Well, here I am in Siem Reap, Cambodia. I'm sharing a room with a jewish boy from the USA who I met while just after the border crossing with Thailand.
My flight was quite long - I left London at 9.30am on wednesday morning and had a brief stopover in Mumbai before getting a connection to Bangkok and arriving at 7.30am, local time, on Thursday.
I've heard so many bad things about Thailand and the Thai's from so many different people that I got a bus direct from the airport to a place called ArranPrakesh -sp?- which is seperated from poipet in Cambodia by the border.
It's a crazy little place iwth a huge and filthy market and every kind of hawker, hooker and beggar you can imagine.
I didn't have a visa, so I filled out the paperwork, attached two passport photograps and placed a $20 bill in the pages of my passport before approaching the immigration officials.
Naturally they wanted to get some money for themselves on top of the $20 visa fee, and at first they insisted that I pay them $30 in total.
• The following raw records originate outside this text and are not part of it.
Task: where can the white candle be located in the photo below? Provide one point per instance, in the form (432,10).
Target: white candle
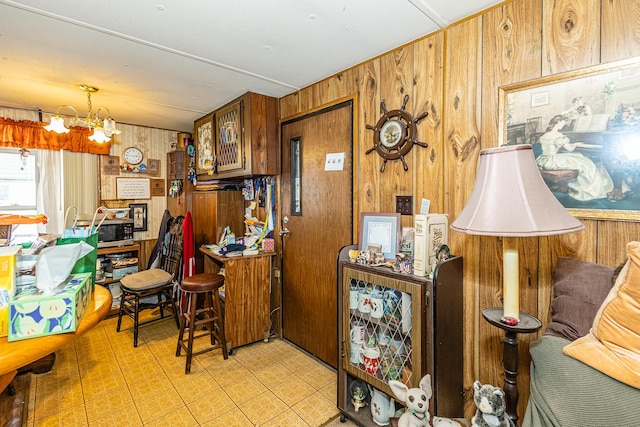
(510,290)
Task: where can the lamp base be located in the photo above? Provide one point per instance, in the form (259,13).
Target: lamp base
(510,358)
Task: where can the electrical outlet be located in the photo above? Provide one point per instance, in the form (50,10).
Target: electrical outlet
(404,205)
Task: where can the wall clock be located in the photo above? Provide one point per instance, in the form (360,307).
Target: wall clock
(395,134)
(133,155)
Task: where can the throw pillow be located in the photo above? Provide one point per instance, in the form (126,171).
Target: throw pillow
(579,289)
(612,346)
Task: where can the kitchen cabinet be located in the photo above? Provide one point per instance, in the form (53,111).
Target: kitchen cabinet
(113,285)
(211,212)
(247,291)
(240,138)
(414,326)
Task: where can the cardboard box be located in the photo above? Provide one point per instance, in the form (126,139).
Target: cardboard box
(33,314)
(8,277)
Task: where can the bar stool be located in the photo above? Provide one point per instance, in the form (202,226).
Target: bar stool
(205,285)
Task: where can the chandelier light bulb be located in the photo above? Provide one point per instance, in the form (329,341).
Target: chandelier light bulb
(103,130)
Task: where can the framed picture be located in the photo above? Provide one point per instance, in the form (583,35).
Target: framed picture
(380,229)
(584,126)
(138,212)
(204,145)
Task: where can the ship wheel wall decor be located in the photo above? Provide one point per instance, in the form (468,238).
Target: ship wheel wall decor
(395,134)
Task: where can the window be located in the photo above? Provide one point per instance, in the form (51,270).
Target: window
(18,185)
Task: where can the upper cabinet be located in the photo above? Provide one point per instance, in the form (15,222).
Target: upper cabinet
(239,139)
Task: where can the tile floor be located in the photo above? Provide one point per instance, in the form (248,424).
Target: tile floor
(102,380)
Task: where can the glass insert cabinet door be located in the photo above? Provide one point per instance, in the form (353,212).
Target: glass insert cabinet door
(229,137)
(381,328)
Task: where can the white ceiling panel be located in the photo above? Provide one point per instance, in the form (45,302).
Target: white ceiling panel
(167,62)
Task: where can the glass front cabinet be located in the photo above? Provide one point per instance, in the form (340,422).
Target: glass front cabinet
(395,326)
(239,139)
I lied and told them that I had called the embassy that morning and that they had assured me it was just $20 and that they must be mistaken. I did all this in a light voice all the time smiling and they decided that just 1000Riel on top of the $20 would be enough for me to go through.
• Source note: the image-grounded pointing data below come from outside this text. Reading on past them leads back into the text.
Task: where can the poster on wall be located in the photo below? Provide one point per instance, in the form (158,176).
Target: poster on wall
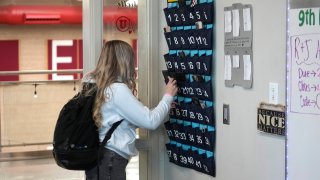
(304,61)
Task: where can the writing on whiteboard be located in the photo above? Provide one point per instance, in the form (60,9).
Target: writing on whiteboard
(305,73)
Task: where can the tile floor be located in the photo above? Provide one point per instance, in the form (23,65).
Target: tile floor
(46,169)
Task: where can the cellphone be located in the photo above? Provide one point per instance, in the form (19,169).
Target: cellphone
(179,77)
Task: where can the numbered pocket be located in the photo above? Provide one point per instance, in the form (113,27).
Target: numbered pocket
(191,61)
(209,139)
(208,165)
(203,65)
(169,60)
(173,17)
(204,12)
(169,130)
(204,39)
(186,14)
(191,39)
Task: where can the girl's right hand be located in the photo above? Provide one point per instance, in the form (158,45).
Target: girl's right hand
(171,87)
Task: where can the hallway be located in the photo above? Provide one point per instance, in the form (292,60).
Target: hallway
(46,169)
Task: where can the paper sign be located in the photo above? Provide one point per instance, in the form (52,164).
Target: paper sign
(235,22)
(235,61)
(247,67)
(246,19)
(227,22)
(227,67)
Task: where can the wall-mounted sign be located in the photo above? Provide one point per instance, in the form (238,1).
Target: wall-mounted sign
(304,61)
(271,121)
(9,59)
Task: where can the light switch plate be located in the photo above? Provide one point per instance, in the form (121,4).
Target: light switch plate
(273,93)
(226,114)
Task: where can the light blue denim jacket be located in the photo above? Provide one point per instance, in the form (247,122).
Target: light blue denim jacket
(122,104)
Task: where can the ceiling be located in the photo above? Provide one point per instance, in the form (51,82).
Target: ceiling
(53,2)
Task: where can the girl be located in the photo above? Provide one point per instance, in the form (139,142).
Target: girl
(114,76)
1000 Riel is only about .25c, but I had no riel and doubtless if I gave them another $20 bill they have said they had no change so I stuck to my guns and eventually the let me through without paying the bride.
Poipet, on the other side, is a mental little town full of people surviving on no incomeother than what they scam off unwary folk crossing the border.
As soon as I crossed I was accosted by about 30 aggressive "taxi"drivers offering me a ride to Siem Reap for unbelieveable prices like "$10 all the way sir, car to yoursef Sir"
I broke away from them and wandered a way bup the main street to see if I could find a bus station or a more genunine sounding thug but wasn't getting anywhere fast so I stopped at a shack by the side of the road where I sat in a hammock drinking a can of cola I bought of a toothless old guy while about ten of the Taxi guys stoof outside in a circle glancing in my direction.
One of them came and began bothering me again so I told him I was waiting for my friend "John" to clear visa control. They went away then.
A few minutes later I saw a pissed off English-looking bloke being harried up the road by the same bunch of "drivers". The drivers were saying something like "you John? you Jogn? He in here look, he your friend no?" Really broke me up:D
I finished my coke and started walking again. I caught up with the english guy and it turned out he was travelling with a Scotsman and he aforementioned American.
We got a RHD minivan taxi in the end, sharing with a few more tourists and that took us to Siem Reap ina few hours of seriously hairy hairying, mainly on the wrong side of the road weaving between oncoming trucks, mopeds, cattle horses, pedestrians, cars and buses.
Got to there at 6pm and the Yank and I took a twin room in a Khmer guesthouse for $5 a night, well furnished, friendly, AC & fan.
I spent most of the past three days exploring the temple complexes in the forest all arpund the city, and took some fantastic shots.
It's an amazing place where you can just wander the streets and talk to practically every person you come across (except the white folk obviously, because they are all far too stck up for that!)
The women are ravishingly beautiful but according to my driver there are only three types of women in Cambodia - Virgins, Hookers and Married - so my chances of getting the daughter of the guesthouse owner in bed with me are less than I might have thought. . .
I travel everywhere by moto, it costs about $6 to hire one and a driver for a day or as little as 1000R for a trip.
Good thing too as the temperature is hovering around 35-40c and extreme humidity. I drank eight litres of water yesterday and I daresay I still lost weight due to perspiration
Today my driver took me to a lake called Tonle Sap, to see his village. It's extremely poor, with most people living in th flood plain of this enormous lake which only fills up when the rains come and the rains are late this year so most of the villages were high and dry with all the houses 20 feet up on stilts.
There was water, but not so much or it, seperating where I was from a little island of sorts where I wanted to take a picture from and there looked to be a ford on the way over there where two men were struggling to pull a boad through, so I waled beside them and went straight down into deep water, camera in hand
I didn't drown, as you can tell, and I brought a smile to many faces when I emerged from the depths of the murky brown water like some kind of swamp-thing.
My camera could be fucked however. It's drying on the window sill right now. That water was not clean and pople don't really swim in it or drink it so maybe I shall die, buy don't bet on it:D
Tomorrow I head south . . .
Pics to follow assuming my SD card is not fubared by the water.